In deze zaak gaat het om een hoger beroep van de man tegen een beschikking van de rechtbank Amsterdam inzake kinderalimentatie en partneralimentatie na de echtscheiding van partijen. Partijen zijn in 1997 in Egypte gehuwd en hebben twee kinderen. De echtscheiding is op 14 augustus 2019 ingeschreven. De rechtbank had eerder bepaald dat de man kinderalimentatie van € 260,- per kind per maand en partneralimentatie van € 1.500,- per maand moest betalen. In de bestreden beschikking is de kinderalimentatie verlaagd naar € 252,- per kind per maand, met ingang van 16 november 2017, en de partneralimentatie is vastgesteld op € 606,- per maand.

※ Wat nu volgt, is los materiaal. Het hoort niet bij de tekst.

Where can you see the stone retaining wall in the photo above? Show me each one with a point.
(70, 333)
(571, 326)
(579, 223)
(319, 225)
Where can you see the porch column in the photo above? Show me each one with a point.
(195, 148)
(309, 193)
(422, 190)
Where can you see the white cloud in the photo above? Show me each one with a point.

De man is in hoger beroep gekomen en verzoekt de alimentatie te verlagen, terwijl de vrouw verzoekt om de man niet-ontvankelijk te verklaren in zijn hoger beroep.
Het hof heeft de ontvankelijkheid van de man beoordeeld en geconcludeerd dat hij in zijn hoger beroep kan worden ontvangen. Het hof heeft de financiële situatie van de man en de vrouw onderzocht, inclusief de draagkracht van de man, die in loondienst is getreden na een periode van bijstandsverlening. Het hof heeft vastgesteld dat de man voldoende draagkracht heeft om de kinderalimentatie te voldoen, maar dat de behoefte van de kinderen en de vrouw niet volledig kan worden gedekt door de beschikbare draagkracht. De man heeft onvoldoende onderbouwd dat hij niet in staat is om de alimentatie te betalen.

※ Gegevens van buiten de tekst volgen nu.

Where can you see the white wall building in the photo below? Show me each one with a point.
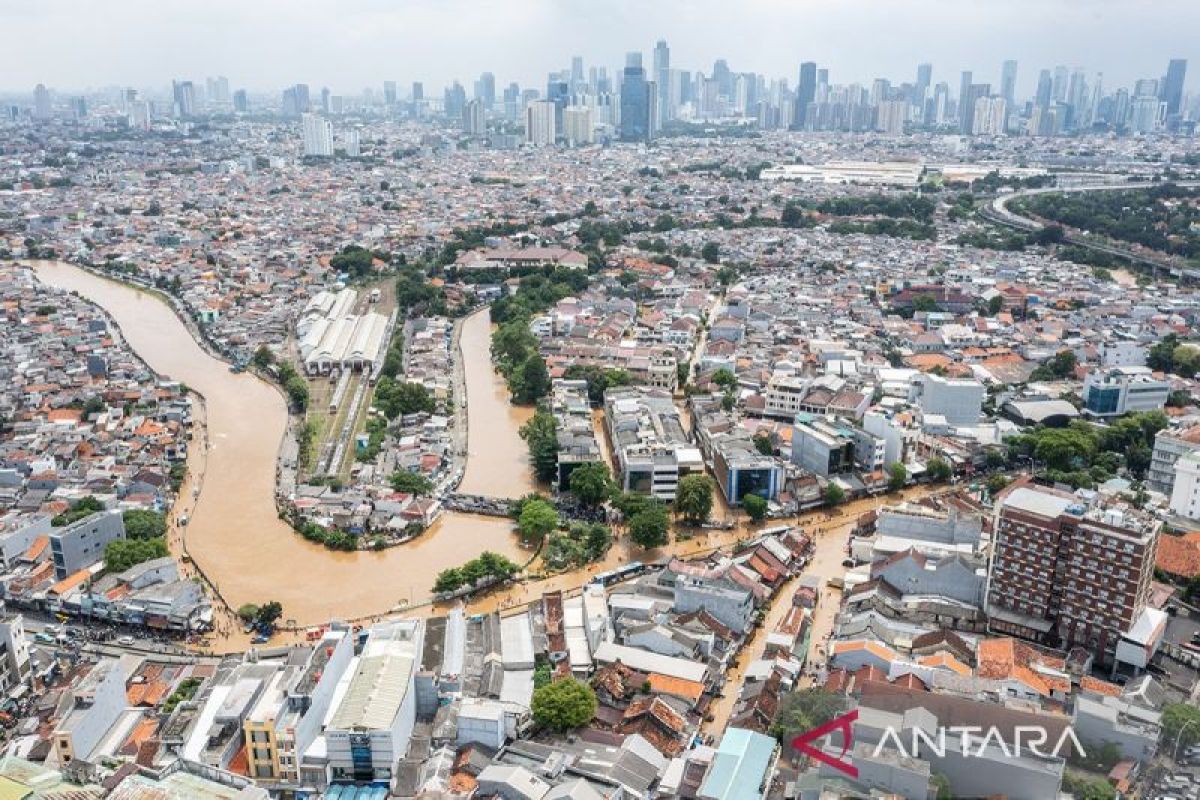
(318, 136)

De beslissing van het hof is dat de bestreden beschikking voor een deel wordt bekrachtigd en voor een deel wordt vernietigd. De man moet € 252,- per kind per maand betalen over de periode van 23 januari 2018 tot 1 september 2020, en € 127,- per kind per maand met ingang van 1 september 2020. De partneralimentatie wordt vastgesteld op € 83,- per maand met ingang van 1 september 2020. Het verzoek van de man om de verdeling van schulden te herzien wordt afgewezen.